Strong Catholic Minds


There is now and always will be tension—a distance, a difference—between what our human natures are prey to in politics, economics, and culture and the vision of friendship with him that our Creator has offered us. It may be much greater today than it has been.


Yet I am still hopeful. With Abraham Lincoln I accept that there is a natural moral decline built into the generations of human life. The heroism of fathers inspires and yet intimidates their sons, but bores their grandsons, who shun it. In Lincoln’s phrase, “the silent artillery of time” beats generation after generation against the hard-built foundations of the great achievements of the past. Not even the Church of Jesus Christ was able to avoid it.

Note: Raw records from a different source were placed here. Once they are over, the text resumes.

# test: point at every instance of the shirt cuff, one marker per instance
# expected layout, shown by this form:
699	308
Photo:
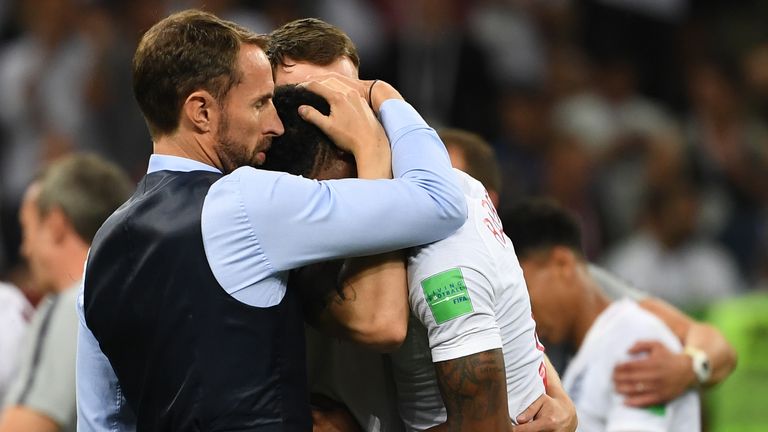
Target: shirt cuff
480	342
398	118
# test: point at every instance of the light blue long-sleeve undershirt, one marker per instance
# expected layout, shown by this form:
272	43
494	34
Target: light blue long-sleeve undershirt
258	224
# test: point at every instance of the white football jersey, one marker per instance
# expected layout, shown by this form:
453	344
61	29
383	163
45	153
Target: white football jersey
467	295
588	379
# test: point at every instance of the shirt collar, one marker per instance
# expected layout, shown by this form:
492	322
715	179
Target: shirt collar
159	162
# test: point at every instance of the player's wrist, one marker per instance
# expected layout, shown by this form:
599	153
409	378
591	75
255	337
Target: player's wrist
700	365
381	92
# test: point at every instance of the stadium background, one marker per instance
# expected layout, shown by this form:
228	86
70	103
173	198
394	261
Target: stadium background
647	118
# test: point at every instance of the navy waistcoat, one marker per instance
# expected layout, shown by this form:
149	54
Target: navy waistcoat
188	356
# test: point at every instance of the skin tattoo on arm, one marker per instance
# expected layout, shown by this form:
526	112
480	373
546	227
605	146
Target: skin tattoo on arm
474	391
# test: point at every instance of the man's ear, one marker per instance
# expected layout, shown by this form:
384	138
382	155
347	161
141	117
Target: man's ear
564	260
201	111
58	225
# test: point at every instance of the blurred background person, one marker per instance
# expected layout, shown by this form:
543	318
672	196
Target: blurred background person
668	260
15	312
63	208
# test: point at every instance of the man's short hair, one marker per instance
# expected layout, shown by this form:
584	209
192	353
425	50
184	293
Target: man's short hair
479	155
303	148
185	52
310	40
86	188
539	225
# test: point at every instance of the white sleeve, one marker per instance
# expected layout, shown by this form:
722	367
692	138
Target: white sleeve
456	305
657	418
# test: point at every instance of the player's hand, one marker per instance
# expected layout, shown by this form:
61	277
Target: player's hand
548	415
657	377
351	125
374	92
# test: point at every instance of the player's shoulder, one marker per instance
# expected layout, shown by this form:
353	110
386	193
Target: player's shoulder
626	322
470	186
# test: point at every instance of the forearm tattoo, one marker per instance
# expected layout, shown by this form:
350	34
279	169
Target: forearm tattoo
474	388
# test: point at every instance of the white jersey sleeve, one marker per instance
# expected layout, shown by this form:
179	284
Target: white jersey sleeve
456	305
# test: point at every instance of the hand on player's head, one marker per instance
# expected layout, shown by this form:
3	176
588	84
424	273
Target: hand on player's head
351	125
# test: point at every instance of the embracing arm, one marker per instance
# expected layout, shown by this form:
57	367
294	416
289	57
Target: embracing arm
662	375
722	356
474	390
553	411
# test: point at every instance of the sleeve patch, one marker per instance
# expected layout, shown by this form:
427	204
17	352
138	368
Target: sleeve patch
447	295
659	410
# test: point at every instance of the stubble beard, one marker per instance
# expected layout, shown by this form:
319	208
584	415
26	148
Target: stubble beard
232	153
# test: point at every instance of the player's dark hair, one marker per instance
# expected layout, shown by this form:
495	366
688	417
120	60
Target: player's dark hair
303	149
539	225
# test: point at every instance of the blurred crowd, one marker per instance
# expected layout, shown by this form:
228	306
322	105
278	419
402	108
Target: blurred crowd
649	119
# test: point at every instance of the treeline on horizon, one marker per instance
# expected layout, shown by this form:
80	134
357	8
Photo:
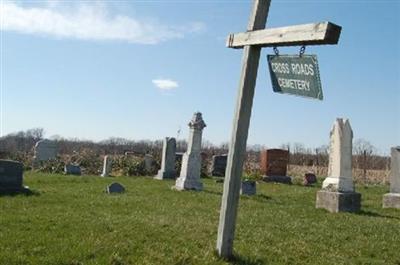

In my view, to put it in the words of Joseph Warren, member of the Massachusetts Provincial Congress, “our country is in danger, but not to be despaired of.” Everywhere we see the small beginnings of a drive for a “return to the Constitution” and a growing number of thinkers who are supplying fresh arguments for “revolving to first principles,” a policy that the founders advised for every generation.
Strong Catholic minds are offering a fresh articulation of the American founding principles in the new and richer context of the Catholic intellectual tradition. Tocqueville famously hinted at this possibility: that one day Catholics would become the best intellectual defenders of the American way of understanding natural rights.